The GTF source field

Type

string

feature

The GTF feature field

Type

string

frame

The frame

Type

string

start

Start coordinate in 0-based coordinates, half-open coordinates

Type

int

end

End coordinate in 0-based coordinates, half-open coordinates

Type

int

score

Score associated with feature

Type

float

strand

Strand of feature

Type

string

gene_id

Gene identifier of feature. Not present for GFF formatted data.

Type

string

transcript_id

Transcript identifier of feature. Not present for GFF formatted data.

Type

string

attributes

Dictionary of additional attributes in the GFF/GTF record (last column)

Type

dict

read(line)

read gff entry from line in GTF/GFF format.

<seqname> <source> <feature> <start> <end> <score> <strand> <frame> [attributes] [comments]

parseInfo(attributes, line)

parse attributes.

This method will set the gene_id and transcript_id attributes if present.

invert(lcontig)

invert genomic coordinates from forward to reverse coordinates and back.

Parameters

lcontig (int) – Length of the chromosome that the feature resides on.

fromGTF(other, gene_id=None, transcript_id=None)

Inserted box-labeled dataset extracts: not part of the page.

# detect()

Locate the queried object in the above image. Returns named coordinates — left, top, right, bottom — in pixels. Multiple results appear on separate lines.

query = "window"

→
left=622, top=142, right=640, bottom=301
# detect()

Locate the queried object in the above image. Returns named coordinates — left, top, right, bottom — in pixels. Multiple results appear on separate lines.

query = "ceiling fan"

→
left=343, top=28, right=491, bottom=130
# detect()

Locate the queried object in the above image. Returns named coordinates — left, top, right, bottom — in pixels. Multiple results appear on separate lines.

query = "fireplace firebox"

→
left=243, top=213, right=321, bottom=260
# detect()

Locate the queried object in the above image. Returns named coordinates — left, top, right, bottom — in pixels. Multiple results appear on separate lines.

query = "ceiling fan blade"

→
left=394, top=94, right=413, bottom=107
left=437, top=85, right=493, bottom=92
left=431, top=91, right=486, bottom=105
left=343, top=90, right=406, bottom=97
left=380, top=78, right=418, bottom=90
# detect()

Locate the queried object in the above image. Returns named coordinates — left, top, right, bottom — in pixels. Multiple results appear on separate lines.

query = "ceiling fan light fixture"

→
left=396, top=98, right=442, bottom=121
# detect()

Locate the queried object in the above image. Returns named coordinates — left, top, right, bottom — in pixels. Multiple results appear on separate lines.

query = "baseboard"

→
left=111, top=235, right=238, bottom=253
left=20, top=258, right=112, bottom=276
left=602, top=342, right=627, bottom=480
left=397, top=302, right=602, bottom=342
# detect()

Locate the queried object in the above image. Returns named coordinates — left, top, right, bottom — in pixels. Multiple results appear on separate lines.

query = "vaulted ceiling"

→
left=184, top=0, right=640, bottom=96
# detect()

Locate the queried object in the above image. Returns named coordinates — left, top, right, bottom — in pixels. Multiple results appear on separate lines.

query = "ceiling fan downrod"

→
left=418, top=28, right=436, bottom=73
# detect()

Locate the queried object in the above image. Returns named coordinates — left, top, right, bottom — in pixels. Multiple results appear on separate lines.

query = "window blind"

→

fill record from other GFF/GTF entry.

The optional attributes are not copied.

fromBed(other, **kwargs)

fill record from a bed entry.

copy(other)

fill from other entry.

This method works if other is GTF.Entry or pysam.GTFProxy.

asDict()

return attributes as a dictionary.

hasOverlap(other, min_overlap=0)

returns true, if overlap with other entry.

isIdentical(other, max_slippage=0)

returns true, if self and other overlap completely.

isHalfIdentical(other, max_slippage=0)

returns true, if self and other overlap.